Photographing the Flying Scotsman Flying through Arlesey

Brief History of Flying Scotsman (skip to My Story heading to miss this bit out)


The Nation’s Favourite Locomotive. Flying Scotsman was originally built in Doncaster for the London and North Eastern Railway (LNER), emerging from the works on 24 February 1923 and initially numbered 1472. It was designed by Sir Nigel Gresley as part of the A1 class – the most powerful locomotives used by the railway.

When the Northumberland miners were on strike in 1926 , the union told the members to stop the wheels of industry.6 members got the wrong end of the stick , and removed a train rail track hoping to derail a coal train.They got the Flying Scotsman , and derailed it doing a lot of damage. They were caught and jailed for 7 years.The Union washed their hands of them and were then hated by the miners.Interesting little story.
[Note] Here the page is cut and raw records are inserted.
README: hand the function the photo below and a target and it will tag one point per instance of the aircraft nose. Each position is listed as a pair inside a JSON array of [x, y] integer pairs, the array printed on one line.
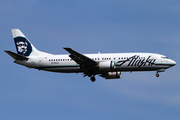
[[173, 62]]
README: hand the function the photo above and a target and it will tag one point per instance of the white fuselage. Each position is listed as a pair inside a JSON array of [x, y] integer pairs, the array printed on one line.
[[123, 62]]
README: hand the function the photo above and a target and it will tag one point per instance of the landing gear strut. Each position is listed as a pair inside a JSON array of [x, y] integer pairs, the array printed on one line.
[[157, 74], [93, 79]]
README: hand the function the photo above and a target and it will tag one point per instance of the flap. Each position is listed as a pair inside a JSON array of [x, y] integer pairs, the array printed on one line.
[[80, 58]]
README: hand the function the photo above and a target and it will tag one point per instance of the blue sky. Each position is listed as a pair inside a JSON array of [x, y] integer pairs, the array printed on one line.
[[88, 27]]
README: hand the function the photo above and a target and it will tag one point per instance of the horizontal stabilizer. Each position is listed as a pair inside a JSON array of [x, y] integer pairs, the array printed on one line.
[[16, 56]]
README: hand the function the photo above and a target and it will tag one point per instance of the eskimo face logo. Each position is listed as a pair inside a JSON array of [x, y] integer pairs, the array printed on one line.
[[22, 47]]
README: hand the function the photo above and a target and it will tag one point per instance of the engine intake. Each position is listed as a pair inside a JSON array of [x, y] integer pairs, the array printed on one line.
[[111, 75], [107, 65]]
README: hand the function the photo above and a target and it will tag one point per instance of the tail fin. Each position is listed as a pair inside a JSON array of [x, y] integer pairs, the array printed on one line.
[[23, 45]]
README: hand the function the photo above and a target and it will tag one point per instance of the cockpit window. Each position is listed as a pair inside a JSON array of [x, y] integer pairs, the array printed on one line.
[[163, 57]]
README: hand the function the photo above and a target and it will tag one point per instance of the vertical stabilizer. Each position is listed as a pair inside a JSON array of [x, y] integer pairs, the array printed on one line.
[[23, 45]]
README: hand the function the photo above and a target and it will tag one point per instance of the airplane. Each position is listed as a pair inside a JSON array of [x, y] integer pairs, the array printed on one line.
[[106, 65]]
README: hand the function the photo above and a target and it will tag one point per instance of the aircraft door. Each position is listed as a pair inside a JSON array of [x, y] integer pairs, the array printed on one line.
[[40, 61]]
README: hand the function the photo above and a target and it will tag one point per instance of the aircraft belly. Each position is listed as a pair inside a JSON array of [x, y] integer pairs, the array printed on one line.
[[63, 69]]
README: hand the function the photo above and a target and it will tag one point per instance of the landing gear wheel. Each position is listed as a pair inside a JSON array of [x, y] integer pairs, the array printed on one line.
[[93, 79], [157, 75]]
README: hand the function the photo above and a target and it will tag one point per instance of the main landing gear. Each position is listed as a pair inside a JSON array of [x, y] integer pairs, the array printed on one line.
[[157, 72], [93, 79]]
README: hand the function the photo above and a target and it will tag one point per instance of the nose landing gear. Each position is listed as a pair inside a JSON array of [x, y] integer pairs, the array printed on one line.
[[157, 72]]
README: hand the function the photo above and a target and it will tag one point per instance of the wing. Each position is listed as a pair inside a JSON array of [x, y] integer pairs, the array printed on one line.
[[80, 58]]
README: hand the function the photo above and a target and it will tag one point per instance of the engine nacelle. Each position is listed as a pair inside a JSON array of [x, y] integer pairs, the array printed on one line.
[[111, 75], [106, 65]]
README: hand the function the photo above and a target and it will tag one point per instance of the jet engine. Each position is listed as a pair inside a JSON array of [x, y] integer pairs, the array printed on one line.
[[111, 75], [106, 65]]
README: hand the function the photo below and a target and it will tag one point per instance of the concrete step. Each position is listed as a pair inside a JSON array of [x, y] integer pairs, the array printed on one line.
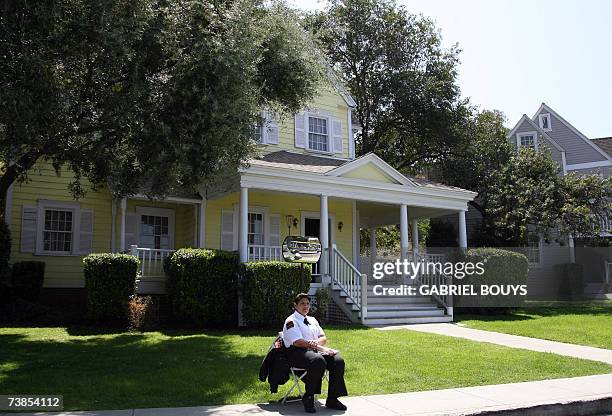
[[405, 314], [406, 321]]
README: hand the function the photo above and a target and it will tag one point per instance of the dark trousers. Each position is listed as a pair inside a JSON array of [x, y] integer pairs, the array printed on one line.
[[315, 364]]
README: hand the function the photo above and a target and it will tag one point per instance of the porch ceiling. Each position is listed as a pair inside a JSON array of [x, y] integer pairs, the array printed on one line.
[[378, 215]]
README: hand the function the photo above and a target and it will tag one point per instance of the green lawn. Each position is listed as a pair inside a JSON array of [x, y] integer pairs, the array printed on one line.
[[583, 323], [97, 370]]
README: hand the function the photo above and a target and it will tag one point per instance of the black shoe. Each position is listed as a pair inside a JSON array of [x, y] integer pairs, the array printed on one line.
[[334, 404], [308, 401]]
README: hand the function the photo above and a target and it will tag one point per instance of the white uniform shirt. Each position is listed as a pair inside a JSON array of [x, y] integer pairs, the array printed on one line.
[[295, 329]]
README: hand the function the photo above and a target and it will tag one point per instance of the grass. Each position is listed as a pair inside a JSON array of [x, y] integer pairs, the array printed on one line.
[[106, 370], [582, 323]]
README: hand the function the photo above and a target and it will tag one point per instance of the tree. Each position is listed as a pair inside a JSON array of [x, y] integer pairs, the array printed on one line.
[[478, 157], [404, 82], [145, 95], [530, 194]]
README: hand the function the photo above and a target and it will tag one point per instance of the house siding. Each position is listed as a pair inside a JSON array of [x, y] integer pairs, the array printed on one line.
[[44, 183], [577, 150], [328, 101], [283, 204]]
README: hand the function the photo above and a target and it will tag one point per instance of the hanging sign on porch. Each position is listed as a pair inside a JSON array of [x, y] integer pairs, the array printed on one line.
[[298, 249]]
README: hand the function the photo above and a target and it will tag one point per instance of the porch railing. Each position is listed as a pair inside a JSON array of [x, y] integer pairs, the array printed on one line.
[[151, 261], [350, 280], [263, 253]]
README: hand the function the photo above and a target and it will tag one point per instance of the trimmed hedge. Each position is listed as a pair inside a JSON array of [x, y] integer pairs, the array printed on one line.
[[109, 283], [202, 286], [501, 267], [571, 282], [268, 289], [27, 279], [5, 252]]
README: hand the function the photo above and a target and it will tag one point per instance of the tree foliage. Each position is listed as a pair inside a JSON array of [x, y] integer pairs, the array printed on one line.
[[403, 80], [152, 94]]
I added this bit just to have a go at the TORIES lol The Tour of American 

When Flying Scotsman was due to be scrapped Pegler stepped in and bought it outright, with the political support of Prime Minister Harold Wilson. He spent large amounts of money over the next few years having the locomotive restored at Doncaster Works as closely as possible to its LNER condition: the smoke deflectors were removed; the double chimney was replaced by a single chimney; and the tender was replaced by one of the corridor type with which the locomotive had run between 1928 and 1936. It was also repainted in LNER livery. Pegler then persuaded the British Railways Board to let him run enthusiasts’ specials; it was at the time the only steam locomotive running on mainline British Railways. It worked a number of rail tours, including a non-stop London–Edinburgh run in 1968, the year steam traction officially ended on BR. In the meantime, watering facilities for steam locomotives were disappearing, so in September 1966 Pegler purchased a second corridor tender which was adapted as an auxiliary water tank; retaining its through gangway, this was coupled behind the normal tender.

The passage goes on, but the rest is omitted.